De quoi ça parle ?
1947. Sur une plage, Madeleine, serveuse dans un hôtel-restaurant, mère d’un petit garçon, fait la connaissance de François, étudiant riche et cultivé. Entre eux, c’est comme une évidence. La providence. Si l’on sait ce qu’elle veut laisser derrière elle en suivant ce jeune homme, on découvre avec le temps ce que François tente de fuir en mêlant le destin de Madeleine au sien...
Présenté à Cannes dans la section Cannes Première, Le Temps d'aimer arrive au cinéma ce mercredi. Cette fresque romanesque a déjà valu un prix d'interprétation à Vincent Lacoste, qui se dévoile ici sous un jour très différent de ses rôles comiques.
Nous avons pu nous entretenir avec la scénariste et réalisatrice du film, Katell Quillévéré. Elle a déjà plusieurs longs métrages, dont Suzanne, avec Sara Forestier, Adèle Haenel et François Damiens, et l'adaptation du best-seller Réparer les vivants. Plus récemment, elle a coréalisé la série sur NTM, Le Monde de demain.
Nous vous proposons d'écouter cet entretien en podcast, ou de le lire ci-dessous :
AlloCiné : Pour commencer, parlons du choix de ce beau titre, Le Temps d'aimer. S'est-il imposé d'emblée ?
Katell Quillévéré, scénariste et réalisatrice : Le titre est arrivé assez vite. Il fallait qu’il y ait l’amour dans le titre, ça c’est sûr. Je cherchais un titre qui soit romanesque, un peu à l’ancienne, parce que j’avais envie de travailler le genre du mélodrame. Même si c’est un film qui s’affranchit aussi du mélodrame, mais c’est son socle. Il y avait le film de Douglas Sirk qui s’appelle Le temps d’aimer et le temps de mourir. C’est un film que j’adore et un cinéaste qui est important par rapport à ce film. Le titre s’est donc un peu imposé. Même si je me suis posée plein de questions dessus ! Est-ce que c’est ringard ? Est-ce qu’au contraire, c’est beau ? Je l’ai beaucoup questionné ! Mais en fait, il est toujours revenu.

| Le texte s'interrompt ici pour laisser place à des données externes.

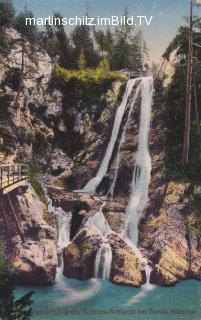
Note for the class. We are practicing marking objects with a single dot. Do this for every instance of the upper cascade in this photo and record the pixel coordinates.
(142, 168)
(91, 186)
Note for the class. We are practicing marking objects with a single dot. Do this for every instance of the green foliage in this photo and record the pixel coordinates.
(77, 217)
(97, 75)
(175, 100)
(11, 309)
(82, 41)
(7, 14)
(27, 31)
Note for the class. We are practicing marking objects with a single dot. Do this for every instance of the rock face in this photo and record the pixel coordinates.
(36, 262)
(164, 237)
(195, 258)
(79, 256)
(126, 268)
(79, 259)
(35, 258)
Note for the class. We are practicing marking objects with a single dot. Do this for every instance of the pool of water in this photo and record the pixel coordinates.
(95, 299)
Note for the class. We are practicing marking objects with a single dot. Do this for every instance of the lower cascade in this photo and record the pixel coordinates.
(103, 262)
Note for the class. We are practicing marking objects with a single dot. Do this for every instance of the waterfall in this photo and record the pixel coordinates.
(64, 224)
(122, 140)
(142, 170)
(99, 222)
(93, 183)
(103, 262)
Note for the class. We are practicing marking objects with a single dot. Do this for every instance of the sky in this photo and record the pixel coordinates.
(168, 15)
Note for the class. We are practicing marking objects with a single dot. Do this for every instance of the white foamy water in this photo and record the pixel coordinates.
(122, 140)
(142, 170)
(103, 262)
(93, 183)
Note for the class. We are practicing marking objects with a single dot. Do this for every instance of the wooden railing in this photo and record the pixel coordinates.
(12, 174)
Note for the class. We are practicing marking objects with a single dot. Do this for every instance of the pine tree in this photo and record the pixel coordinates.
(7, 14)
(82, 40)
(82, 61)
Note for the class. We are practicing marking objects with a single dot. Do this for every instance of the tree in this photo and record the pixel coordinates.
(82, 61)
(82, 40)
(7, 14)
(28, 33)
(57, 44)
(11, 309)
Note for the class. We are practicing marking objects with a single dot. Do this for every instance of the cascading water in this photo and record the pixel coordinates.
(122, 140)
(93, 183)
(64, 224)
(142, 171)
(103, 262)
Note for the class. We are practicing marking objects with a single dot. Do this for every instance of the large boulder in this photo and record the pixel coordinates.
(126, 267)
(195, 258)
(35, 258)
(164, 238)
(79, 256)
(170, 268)
(36, 262)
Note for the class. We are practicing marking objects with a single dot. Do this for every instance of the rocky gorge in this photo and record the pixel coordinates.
(38, 136)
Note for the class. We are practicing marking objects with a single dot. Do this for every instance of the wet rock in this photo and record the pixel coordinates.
(195, 258)
(164, 238)
(126, 267)
(35, 258)
(79, 256)
(116, 221)
(36, 262)
(170, 268)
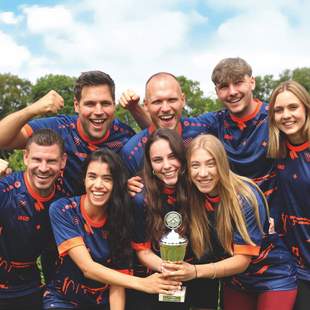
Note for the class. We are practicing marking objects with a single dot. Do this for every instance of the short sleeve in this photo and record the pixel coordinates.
(140, 241)
(239, 244)
(65, 231)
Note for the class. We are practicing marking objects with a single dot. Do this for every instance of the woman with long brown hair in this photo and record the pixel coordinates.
(164, 179)
(289, 144)
(229, 218)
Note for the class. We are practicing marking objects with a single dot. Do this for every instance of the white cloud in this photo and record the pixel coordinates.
(12, 55)
(133, 39)
(43, 20)
(9, 18)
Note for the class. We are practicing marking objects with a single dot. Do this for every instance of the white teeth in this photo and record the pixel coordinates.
(166, 117)
(97, 121)
(98, 194)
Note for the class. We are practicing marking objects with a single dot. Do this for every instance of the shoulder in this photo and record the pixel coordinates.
(63, 206)
(138, 140)
(118, 125)
(139, 199)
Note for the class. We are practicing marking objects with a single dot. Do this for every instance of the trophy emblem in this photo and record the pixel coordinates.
(173, 249)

Après s’est posé la question d’où le mettre dans le film. Il apparait deux fois. Après les images d’archives, pour vraiment affirmer le passage du documentaire à la fiction. A ce moment-là, il a un sens. Puis, je le fais revenir à la fin, parce qu’il revêt un autre sens. C’était important pour moi de relire ce titre après avoir vécu tout le film, notamment par rapport à la relation mère-fils.

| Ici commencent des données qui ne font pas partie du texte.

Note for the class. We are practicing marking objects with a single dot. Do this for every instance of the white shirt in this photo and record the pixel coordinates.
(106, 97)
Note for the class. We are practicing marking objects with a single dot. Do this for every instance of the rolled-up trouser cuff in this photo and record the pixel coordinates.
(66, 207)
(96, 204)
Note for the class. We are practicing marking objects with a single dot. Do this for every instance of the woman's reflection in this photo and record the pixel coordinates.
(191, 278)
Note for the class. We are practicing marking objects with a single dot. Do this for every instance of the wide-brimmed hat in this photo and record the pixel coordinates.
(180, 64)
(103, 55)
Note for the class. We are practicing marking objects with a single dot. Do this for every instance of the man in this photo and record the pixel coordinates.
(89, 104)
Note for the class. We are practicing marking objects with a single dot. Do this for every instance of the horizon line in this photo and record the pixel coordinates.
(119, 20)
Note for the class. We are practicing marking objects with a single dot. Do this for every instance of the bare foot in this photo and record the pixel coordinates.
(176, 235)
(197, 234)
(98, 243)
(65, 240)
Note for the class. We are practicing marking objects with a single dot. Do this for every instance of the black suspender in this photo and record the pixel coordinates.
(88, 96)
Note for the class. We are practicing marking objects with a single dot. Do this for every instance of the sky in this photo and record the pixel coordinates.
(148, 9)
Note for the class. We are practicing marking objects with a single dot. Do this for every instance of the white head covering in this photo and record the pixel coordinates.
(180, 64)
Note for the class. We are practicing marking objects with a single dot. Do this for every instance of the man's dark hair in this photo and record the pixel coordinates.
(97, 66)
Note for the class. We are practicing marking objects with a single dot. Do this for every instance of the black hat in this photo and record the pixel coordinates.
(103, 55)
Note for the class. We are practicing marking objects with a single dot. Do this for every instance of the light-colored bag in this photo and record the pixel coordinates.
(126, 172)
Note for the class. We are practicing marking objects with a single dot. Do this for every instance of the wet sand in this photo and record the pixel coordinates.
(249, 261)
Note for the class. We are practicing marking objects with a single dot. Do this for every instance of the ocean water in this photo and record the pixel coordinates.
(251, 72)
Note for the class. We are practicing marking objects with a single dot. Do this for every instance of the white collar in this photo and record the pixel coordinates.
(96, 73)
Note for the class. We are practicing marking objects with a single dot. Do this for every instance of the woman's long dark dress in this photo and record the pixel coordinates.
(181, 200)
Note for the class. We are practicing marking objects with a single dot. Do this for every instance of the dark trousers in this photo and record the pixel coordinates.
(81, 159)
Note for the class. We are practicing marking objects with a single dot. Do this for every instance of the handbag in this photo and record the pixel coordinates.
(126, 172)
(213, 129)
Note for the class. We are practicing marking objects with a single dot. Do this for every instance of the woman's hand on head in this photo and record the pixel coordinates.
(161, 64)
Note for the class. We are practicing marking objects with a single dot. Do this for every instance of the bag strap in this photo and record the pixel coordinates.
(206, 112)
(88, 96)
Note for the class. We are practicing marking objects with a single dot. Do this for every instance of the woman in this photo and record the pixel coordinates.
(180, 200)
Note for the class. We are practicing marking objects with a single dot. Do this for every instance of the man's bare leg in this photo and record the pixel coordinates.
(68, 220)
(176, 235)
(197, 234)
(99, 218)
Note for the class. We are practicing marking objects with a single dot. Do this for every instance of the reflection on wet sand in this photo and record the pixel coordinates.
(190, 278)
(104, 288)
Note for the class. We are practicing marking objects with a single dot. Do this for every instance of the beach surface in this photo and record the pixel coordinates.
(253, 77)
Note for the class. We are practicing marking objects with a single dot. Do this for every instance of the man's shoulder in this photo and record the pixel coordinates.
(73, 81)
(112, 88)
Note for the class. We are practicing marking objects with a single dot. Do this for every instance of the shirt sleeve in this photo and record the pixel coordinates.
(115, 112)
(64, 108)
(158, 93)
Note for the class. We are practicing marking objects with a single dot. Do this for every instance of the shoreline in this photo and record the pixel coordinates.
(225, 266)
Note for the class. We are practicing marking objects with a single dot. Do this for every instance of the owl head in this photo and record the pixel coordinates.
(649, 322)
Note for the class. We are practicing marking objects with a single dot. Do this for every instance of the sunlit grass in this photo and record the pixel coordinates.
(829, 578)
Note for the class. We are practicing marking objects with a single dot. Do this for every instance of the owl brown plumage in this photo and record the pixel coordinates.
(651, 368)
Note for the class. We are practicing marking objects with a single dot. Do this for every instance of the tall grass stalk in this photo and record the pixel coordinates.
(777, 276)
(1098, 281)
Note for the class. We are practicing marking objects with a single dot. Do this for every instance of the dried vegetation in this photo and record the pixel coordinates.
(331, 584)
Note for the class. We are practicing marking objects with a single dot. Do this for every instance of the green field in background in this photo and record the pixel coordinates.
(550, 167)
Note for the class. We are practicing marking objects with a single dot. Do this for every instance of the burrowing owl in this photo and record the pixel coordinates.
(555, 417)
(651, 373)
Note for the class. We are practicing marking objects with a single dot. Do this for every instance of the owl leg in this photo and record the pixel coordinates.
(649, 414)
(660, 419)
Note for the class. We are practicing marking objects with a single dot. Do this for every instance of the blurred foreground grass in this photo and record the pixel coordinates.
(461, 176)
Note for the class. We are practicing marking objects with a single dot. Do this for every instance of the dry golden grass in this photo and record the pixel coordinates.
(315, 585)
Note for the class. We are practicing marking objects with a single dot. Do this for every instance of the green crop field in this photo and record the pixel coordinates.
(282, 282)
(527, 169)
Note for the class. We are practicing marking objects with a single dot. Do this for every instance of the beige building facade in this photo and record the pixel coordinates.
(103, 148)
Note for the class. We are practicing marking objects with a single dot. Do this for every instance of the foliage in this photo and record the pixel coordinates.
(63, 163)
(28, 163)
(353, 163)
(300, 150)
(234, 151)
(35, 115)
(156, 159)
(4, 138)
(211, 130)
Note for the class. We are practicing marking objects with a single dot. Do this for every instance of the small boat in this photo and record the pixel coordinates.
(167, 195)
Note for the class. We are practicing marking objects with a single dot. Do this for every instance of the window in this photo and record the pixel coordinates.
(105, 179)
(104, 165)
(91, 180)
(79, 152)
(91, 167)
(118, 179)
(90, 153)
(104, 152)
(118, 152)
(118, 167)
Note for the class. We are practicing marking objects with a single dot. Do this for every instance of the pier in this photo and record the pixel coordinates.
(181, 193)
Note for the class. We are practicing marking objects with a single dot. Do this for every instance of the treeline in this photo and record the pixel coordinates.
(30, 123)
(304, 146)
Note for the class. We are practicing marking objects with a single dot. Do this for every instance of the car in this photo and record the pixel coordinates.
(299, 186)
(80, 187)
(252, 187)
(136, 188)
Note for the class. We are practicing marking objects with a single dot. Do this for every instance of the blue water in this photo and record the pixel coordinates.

Le titre peut avoir plusieurs significations. Il n’est pas qu’un écho au couple…
C’est aussi le temps qu’il va falloir à cette femme, qui a du mal à être mère, à s’autoriser à aimer cet enfant, qui la renvoie à un traumatisme et à une honte. C’est le temps qu’il va lui falloir pour se libérer de cette faute originelle, et s’autoriser à exprimer son amour. Elle aime cet enfant, mais elle en est empêchée. Il y a quelque chose qui est empêché chez elle, qui est lié à ce traumatisme de départ. Il y a également un empêchement du côté de Vincent Lacoste pour qui il faut du temps…Pour assumer sa sexualité, pour la vivre. Et c’est le temps qu’il faut à ce couple pour se trouver. Ils le cherchent tout le temps, comme n’importe quel couple. Ils cherchent leur équilibre pour s’inventer leur histoire. Une histoire d’amour hors des sentiers battus.

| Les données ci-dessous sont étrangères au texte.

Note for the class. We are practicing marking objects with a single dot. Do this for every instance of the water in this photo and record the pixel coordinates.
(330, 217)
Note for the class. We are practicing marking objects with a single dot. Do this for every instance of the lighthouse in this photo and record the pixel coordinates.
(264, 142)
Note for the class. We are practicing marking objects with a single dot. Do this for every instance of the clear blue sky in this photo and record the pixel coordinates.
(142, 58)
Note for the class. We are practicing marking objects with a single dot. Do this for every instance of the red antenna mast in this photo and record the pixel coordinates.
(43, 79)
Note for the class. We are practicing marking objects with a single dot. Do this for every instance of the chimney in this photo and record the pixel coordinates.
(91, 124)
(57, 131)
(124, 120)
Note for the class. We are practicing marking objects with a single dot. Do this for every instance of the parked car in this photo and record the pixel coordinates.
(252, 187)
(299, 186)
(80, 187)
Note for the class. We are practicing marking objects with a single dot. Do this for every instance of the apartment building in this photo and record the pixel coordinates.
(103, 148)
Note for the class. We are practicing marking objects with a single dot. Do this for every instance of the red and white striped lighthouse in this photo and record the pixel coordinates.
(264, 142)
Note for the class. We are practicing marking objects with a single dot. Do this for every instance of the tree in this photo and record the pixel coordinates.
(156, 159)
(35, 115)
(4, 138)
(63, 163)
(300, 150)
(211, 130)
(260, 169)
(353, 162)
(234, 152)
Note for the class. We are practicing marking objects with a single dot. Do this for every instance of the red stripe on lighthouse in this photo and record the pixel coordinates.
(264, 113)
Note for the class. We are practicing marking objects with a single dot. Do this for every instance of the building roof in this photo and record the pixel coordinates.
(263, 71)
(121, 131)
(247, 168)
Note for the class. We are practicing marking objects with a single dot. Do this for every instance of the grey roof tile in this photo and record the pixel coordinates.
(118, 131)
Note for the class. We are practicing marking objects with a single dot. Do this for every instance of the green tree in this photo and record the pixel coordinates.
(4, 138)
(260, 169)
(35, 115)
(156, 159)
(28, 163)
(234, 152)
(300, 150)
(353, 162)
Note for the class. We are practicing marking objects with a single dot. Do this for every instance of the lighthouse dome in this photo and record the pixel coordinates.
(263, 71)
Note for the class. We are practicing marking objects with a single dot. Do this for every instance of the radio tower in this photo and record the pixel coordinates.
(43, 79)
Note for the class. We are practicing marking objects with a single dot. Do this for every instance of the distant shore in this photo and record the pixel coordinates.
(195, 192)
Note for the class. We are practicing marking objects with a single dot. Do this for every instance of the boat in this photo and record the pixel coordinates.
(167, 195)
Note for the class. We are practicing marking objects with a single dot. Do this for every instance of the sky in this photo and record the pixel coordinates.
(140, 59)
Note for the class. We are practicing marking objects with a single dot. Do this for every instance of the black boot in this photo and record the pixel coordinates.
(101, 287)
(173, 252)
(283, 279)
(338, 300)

Il y a un socle très classique, comme vous le disiez. Mais par moments, vous nous décoiffez un peu. Je pense surtout aux scènes d’amour. Ce sont des scènes assez longues. Elles représentent une part assez importante du film. Vous accordez du temps à l’amour !
Il y a une durée « anormale » par rapport à d’autres séquences, toutes les scènes qui touchent au désir sexuel, la sexualité… C’est quelque chose qui n’apparaissait pas forcément dès le scénario, et que j’ai vraiment déployé au tournage. Parce que la question du désir et de l’identité sexuelle est très importante dans le film. C’est un sujet qui, pour moi, révèle aussi la modernité du film.
Derrière le film d’époque, l’écrin de l’époque, il y a des questionnements qui sont complètement – je l’espère – actuels. Qu’est-ce que c’est de faire couple ? Est-ce que l’amour est toujours relié au désir sexuel ? Est-ce qu’on peut être attiré sexuellement par des personnes et être amoureux d’autres ? Est-ce que cette forme d’amour à trois est viable ? Est-elle possible ? Qu’est-ce qu’elle pourrait venir résoudre ?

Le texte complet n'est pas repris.